Werner Bolz: Hannovers grüner Oberbürgermeister Belit Onay zeigt schon nach kurzer Amtszeit seine wahre Einstellung und erntet dafür deutlichen Widerspruch – sogar in nächster Umgebung. Sein Umgang mit Obdachlosen, den schwächsten Gliedern der Gesellschaft, kann nur als zynisch bezeichnet werden. Die Kritik entzündete sich an einem Satz mit Sprengkraft, den er in einer Schaltkonferenz mehrerer Stadtoberhäupter und Merkel so dahin gesagt hat: „Wir haben Platz.“ Damit hatte Onay offensiv seine Bereitschaft bekundet, in Hannover weitere „zusätzliche“ Flüchtlinge aus griechischen Lagern aufzunehmen, die übrigens gestern auch prompt mit dem Flugzeug ankamen.

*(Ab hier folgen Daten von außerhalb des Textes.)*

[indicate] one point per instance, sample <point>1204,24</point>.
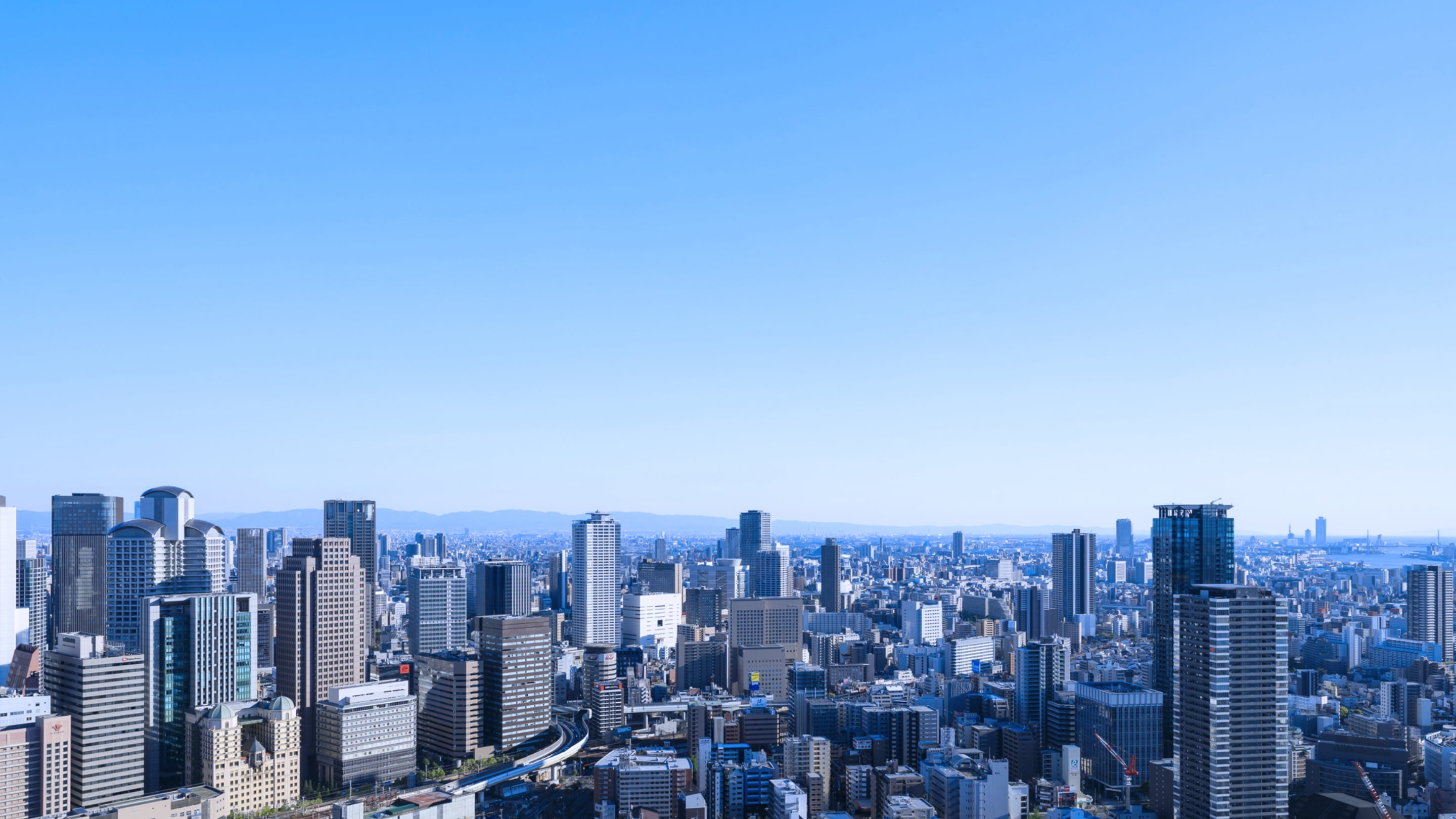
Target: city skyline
<point>907,237</point>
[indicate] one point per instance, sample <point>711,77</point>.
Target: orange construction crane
<point>1129,770</point>
<point>1375,796</point>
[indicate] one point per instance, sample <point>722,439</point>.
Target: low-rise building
<point>197,802</point>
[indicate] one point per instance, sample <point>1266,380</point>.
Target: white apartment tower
<point>596,545</point>
<point>1231,696</point>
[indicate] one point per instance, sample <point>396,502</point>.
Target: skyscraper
<point>166,552</point>
<point>79,525</point>
<point>1074,573</point>
<point>560,579</point>
<point>437,598</point>
<point>277,542</point>
<point>8,585</point>
<point>1031,605</point>
<point>1231,696</point>
<point>602,690</point>
<point>516,669</point>
<point>829,573</point>
<point>30,594</point>
<point>252,563</point>
<point>354,519</point>
<point>503,586</point>
<point>596,544</point>
<point>107,697</point>
<point>1041,672</point>
<point>200,651</point>
<point>755,532</point>
<point>1430,601</point>
<point>322,627</point>
<point>1193,544</point>
<point>772,572</point>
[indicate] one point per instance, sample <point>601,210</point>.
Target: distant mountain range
<point>547,522</point>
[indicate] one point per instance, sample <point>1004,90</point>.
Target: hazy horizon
<point>842,263</point>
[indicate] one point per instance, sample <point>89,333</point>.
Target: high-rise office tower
<point>8,585</point>
<point>1192,544</point>
<point>602,690</point>
<point>31,595</point>
<point>105,696</point>
<point>755,534</point>
<point>657,577</point>
<point>322,624</point>
<point>596,544</point>
<point>166,552</point>
<point>503,586</point>
<point>1429,600</point>
<point>277,541</point>
<point>772,572</point>
<point>516,668</point>
<point>1041,672</point>
<point>829,575</point>
<point>200,651</point>
<point>437,615</point>
<point>1074,573</point>
<point>560,579</point>
<point>366,734</point>
<point>79,525</point>
<point>354,519</point>
<point>252,563</point>
<point>1231,696</point>
<point>452,699</point>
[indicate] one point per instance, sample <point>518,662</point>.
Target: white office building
<point>651,620</point>
<point>922,623</point>
<point>596,544</point>
<point>165,552</point>
<point>366,734</point>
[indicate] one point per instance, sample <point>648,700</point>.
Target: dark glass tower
<point>753,535</point>
<point>354,519</point>
<point>829,576</point>
<point>1193,544</point>
<point>79,525</point>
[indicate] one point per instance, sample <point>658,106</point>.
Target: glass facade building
<point>199,652</point>
<point>79,525</point>
<point>1192,544</point>
<point>1129,717</point>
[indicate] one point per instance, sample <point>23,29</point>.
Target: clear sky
<point>948,263</point>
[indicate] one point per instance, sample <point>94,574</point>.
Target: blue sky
<point>931,264</point>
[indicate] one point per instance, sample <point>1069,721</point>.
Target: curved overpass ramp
<point>571,738</point>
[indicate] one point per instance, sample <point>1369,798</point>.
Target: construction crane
<point>1375,796</point>
<point>1129,771</point>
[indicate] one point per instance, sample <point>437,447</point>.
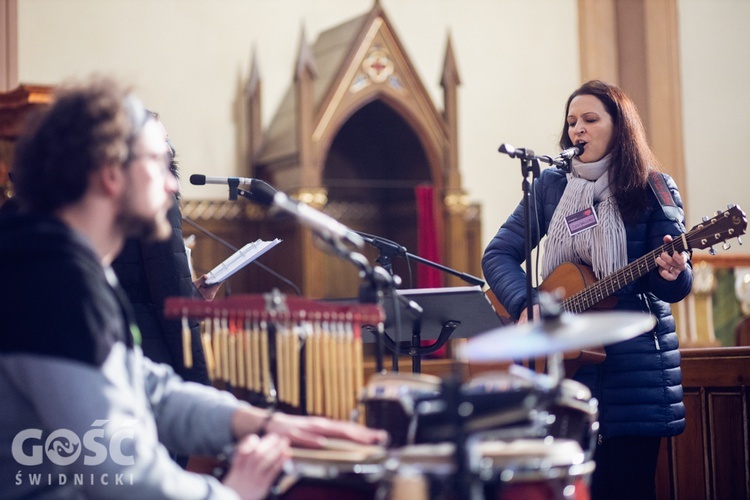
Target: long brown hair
<point>632,158</point>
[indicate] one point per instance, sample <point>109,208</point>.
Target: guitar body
<point>571,279</point>
<point>581,291</point>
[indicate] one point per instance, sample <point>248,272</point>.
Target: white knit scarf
<point>602,247</point>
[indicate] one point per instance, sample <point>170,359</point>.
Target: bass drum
<point>355,472</point>
<point>524,469</point>
<point>390,402</point>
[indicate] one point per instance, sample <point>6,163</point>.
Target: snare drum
<point>355,473</point>
<point>390,401</point>
<point>523,469</point>
<point>575,413</point>
<point>429,468</point>
<point>504,403</point>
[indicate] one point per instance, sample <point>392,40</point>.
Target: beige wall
<point>518,60</point>
<point>715,59</point>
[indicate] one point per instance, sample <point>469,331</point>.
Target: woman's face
<point>590,124</point>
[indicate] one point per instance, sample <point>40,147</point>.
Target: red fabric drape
<point>428,237</point>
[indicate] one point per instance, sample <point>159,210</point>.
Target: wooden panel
<point>728,441</point>
<point>689,474</point>
<point>711,459</point>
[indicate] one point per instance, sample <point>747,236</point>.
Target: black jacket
<point>149,272</point>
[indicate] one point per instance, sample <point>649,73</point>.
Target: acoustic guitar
<point>582,292</point>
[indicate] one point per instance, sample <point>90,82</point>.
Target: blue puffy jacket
<point>638,386</point>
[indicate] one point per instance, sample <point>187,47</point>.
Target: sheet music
<point>239,259</point>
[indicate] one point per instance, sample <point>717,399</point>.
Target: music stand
<point>459,311</point>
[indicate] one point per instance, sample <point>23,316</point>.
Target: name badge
<point>581,221</point>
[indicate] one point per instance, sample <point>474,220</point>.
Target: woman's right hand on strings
<point>524,317</point>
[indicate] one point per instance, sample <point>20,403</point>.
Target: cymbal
<point>569,332</point>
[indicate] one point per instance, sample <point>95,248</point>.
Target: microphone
<point>569,153</point>
<point>325,226</point>
<point>201,180</point>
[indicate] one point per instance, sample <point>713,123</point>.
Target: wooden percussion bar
<point>303,353</point>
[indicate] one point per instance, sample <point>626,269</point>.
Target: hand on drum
<point>314,432</point>
<point>256,463</point>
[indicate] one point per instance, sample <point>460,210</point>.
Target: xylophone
<point>303,353</point>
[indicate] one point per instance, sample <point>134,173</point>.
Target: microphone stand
<point>234,249</point>
<point>375,278</point>
<point>389,249</point>
<point>530,171</point>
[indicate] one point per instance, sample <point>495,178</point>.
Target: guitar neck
<point>595,293</point>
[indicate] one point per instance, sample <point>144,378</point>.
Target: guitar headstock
<point>723,226</point>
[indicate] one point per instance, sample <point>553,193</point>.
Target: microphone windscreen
<point>198,179</point>
<point>262,192</point>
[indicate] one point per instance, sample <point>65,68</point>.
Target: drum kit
<point>503,435</point>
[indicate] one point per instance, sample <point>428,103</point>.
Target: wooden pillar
<point>8,45</point>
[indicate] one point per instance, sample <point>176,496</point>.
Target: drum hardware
<point>553,336</point>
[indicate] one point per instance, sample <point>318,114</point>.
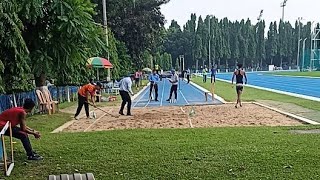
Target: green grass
<point>226,91</point>
<point>311,74</point>
<point>217,153</point>
<point>212,153</point>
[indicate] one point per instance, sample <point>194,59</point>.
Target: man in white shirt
<point>174,85</point>
<point>125,89</point>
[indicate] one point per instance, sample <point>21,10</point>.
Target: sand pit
<point>182,117</point>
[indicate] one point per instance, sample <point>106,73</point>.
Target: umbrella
<point>98,62</point>
<point>147,70</point>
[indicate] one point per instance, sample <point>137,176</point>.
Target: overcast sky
<point>180,10</point>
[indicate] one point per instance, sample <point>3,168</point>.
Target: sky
<point>180,10</point>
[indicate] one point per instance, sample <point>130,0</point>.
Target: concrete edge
<point>275,91</point>
<point>307,77</point>
<point>205,90</point>
<point>278,91</point>
<point>299,118</point>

Das allein wäre nicht Anlass für Kritik aus SPD, CDU und FDP, wenn nicht deren Vertreter einen krassen Widerspruch 17 Obdachlosen gegenüber erkennen würden. Die hatte die Stadt erst in der vergangenen Woche auf sein Betreiben hin aus dem „Naturfreundehaus“ vor die Tür gesetzt, obwohl sie dort von Sozialpädagogen mit vorzeigbarem Erfolg betreut worden waren, um Platz für Flüchtlinge zu schaffen. Die hinauskatapultierten Menschen sind nun auf die spärlichen Notunterkünfte der Stadt angewiesen. Tagsüber müssen sie bei Wind und Kälte auf die Straße, nachts müssen sie in lauten und unsicheren Mehrbettzimmern schlafen.
Dieser kaltherzige Rauswurf hat insbesondere bei Sozialverbänden für Erschütterung gesorgt, da die Verwaltung ein offenbar erfolgreiches Projekt zur Resozialisierung von Obdachlosen anscheinend Hals über Kopf und ohne Not beenden musste. Viele dort untergebrachte Menschen hatten in der Zwischenzeit eine eigene Wohnung gefunden, manche sogar einen Job. Der eigentliche Skandal ist aber, dass die Stadt einheimische Obdachlose und fremde Flüchtlinge ungleich behandelt. Die Kälte dieser Entscheidung hat viele erschreckt. Sie läßt aber erahnen, was Deutschland künftig bevorsteht.